The Climate Change Act of 2008 requires the UK to reach net zero carbon emissions by 2050. While the government has updated plans for more renewable power and energy conservation to meet the legally binding target, the report criticized the current Conservative government’s flagship climate policies as lacking “sufficient detail” on how the nation will adapt to climate change. “The lack of urgency with which Government has approached this task over recent years stands in sharp contrast to the experience of the damaging impacts…over the same period,” the report argued.
In the UK, 2022 was the warmest year on record, and the country saw unprecedentedly damaging winter storms, causing flooding and widespread disruption to local electricity grids. The report concludes that these events illustrate clear changes in observed temperature extremes. Climate hazards are also likely to increase the frequency and intensity of extreme heatwaves and heat-related deaths, placing significant stress on the UK’s health and social care system. Summer 2022 was characterised by the highest rate of heat-related excess mortality that the country has ever seen, with 2,803 deaths in England. Deaths among vulnerable people are “brought forward” during such high heat-periods. The report was critical of the insufficient progress made towards achieving continued health and social care delivery during extreme weather events.
According to the report, Britains will feel the impact of climate change through food price spikes and temporary reduced availability of particularly products, and this price volatility will predominantly affect low-income households and other vulnerable groups. Around 50 percent of the food consumed in the UK is imported, placing it at risk to overseas issues affecting the integrity of the supply chain.

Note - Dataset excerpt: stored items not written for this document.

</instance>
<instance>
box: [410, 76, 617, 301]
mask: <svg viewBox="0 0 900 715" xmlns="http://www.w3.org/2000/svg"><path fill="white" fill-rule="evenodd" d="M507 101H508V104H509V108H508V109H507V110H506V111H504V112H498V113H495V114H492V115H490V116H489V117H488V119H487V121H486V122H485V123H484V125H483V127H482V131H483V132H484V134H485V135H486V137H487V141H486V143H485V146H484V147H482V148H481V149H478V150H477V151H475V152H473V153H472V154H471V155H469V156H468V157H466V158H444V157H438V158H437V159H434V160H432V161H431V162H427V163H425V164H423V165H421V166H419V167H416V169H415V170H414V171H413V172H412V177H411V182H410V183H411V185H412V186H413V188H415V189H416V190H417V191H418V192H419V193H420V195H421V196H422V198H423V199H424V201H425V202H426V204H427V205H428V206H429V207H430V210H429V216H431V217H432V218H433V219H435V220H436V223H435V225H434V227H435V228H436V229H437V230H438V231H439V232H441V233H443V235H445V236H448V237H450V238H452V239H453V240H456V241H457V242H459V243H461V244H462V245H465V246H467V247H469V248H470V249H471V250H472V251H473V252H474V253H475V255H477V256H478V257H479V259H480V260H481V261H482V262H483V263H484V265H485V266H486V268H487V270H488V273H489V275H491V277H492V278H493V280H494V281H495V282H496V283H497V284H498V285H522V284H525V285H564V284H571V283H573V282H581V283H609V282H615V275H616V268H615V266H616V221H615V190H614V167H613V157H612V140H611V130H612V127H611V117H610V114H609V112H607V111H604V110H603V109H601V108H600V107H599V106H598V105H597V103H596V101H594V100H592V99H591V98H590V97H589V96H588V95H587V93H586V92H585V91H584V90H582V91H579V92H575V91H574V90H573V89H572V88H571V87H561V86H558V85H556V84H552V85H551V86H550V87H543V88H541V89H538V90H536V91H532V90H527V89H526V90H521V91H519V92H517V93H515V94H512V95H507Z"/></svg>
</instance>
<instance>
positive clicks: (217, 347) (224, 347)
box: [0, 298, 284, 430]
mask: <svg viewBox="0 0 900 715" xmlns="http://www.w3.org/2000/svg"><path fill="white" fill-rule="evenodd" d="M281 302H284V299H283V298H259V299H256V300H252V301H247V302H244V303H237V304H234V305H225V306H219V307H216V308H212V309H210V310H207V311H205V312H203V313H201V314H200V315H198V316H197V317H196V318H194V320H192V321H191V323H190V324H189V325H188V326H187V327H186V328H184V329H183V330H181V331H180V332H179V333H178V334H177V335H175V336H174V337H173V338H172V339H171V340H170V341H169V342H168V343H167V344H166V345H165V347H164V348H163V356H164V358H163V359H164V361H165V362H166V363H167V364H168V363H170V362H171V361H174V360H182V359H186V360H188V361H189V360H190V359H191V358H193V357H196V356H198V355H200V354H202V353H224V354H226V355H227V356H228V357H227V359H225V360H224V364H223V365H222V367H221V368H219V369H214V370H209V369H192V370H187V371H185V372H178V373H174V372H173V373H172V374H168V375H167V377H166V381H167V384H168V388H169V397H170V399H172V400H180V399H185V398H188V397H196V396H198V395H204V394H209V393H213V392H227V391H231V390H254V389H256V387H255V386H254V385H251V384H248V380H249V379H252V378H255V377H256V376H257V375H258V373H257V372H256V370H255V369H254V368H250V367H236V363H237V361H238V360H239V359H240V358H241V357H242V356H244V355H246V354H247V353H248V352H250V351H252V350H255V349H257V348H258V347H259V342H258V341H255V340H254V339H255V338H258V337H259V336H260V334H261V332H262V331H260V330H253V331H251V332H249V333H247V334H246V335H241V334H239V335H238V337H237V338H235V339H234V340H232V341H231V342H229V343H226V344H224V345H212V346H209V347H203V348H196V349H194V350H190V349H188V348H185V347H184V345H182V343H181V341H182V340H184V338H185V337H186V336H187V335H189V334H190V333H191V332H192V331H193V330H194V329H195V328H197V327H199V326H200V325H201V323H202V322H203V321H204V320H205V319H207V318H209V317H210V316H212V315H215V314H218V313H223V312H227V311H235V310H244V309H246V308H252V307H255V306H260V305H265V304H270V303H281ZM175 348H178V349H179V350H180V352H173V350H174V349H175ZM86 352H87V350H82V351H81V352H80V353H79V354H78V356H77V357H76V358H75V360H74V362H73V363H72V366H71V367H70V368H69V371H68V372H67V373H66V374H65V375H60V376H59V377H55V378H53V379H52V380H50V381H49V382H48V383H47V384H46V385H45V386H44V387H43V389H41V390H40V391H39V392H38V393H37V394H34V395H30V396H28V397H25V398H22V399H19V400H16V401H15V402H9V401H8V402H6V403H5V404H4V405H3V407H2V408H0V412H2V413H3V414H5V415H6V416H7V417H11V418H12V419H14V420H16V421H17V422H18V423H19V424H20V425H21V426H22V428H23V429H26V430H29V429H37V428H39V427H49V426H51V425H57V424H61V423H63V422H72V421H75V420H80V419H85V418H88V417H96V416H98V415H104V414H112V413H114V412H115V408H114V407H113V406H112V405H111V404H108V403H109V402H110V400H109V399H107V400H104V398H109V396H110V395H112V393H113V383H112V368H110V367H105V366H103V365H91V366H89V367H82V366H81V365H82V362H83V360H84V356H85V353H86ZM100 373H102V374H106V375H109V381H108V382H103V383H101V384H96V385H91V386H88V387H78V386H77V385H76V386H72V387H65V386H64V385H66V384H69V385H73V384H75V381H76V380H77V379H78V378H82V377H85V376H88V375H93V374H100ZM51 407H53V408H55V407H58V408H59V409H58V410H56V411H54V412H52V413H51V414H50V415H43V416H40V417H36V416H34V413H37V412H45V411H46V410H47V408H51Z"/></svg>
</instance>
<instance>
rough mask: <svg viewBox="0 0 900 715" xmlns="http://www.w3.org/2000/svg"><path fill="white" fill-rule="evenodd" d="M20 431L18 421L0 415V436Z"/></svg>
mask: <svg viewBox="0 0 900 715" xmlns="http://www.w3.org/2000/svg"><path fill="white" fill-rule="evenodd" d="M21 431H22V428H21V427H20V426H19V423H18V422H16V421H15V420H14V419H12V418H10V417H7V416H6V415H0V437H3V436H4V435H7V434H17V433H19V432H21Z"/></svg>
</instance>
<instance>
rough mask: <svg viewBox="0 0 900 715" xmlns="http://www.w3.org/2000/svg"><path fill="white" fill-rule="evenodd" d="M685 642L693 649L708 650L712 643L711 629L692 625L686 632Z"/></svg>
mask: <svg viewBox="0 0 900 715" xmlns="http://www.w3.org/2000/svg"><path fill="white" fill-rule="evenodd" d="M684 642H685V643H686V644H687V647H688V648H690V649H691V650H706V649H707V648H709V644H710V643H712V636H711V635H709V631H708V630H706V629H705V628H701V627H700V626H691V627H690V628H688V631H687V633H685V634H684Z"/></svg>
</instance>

Currently, only one quarter of English councils consider the impact of extreme weather within their climate action plans, and those who have policies limit them to flooding response. As a result, many councils lacked plans to target resources to support communities vulnerable to climate change, such as mitigation actions like targeting energy and fuel poverty and supporting job skills improvements and retraining. Just 8 percent of councils had plans specifically identifying which groups will be affected most by climate change.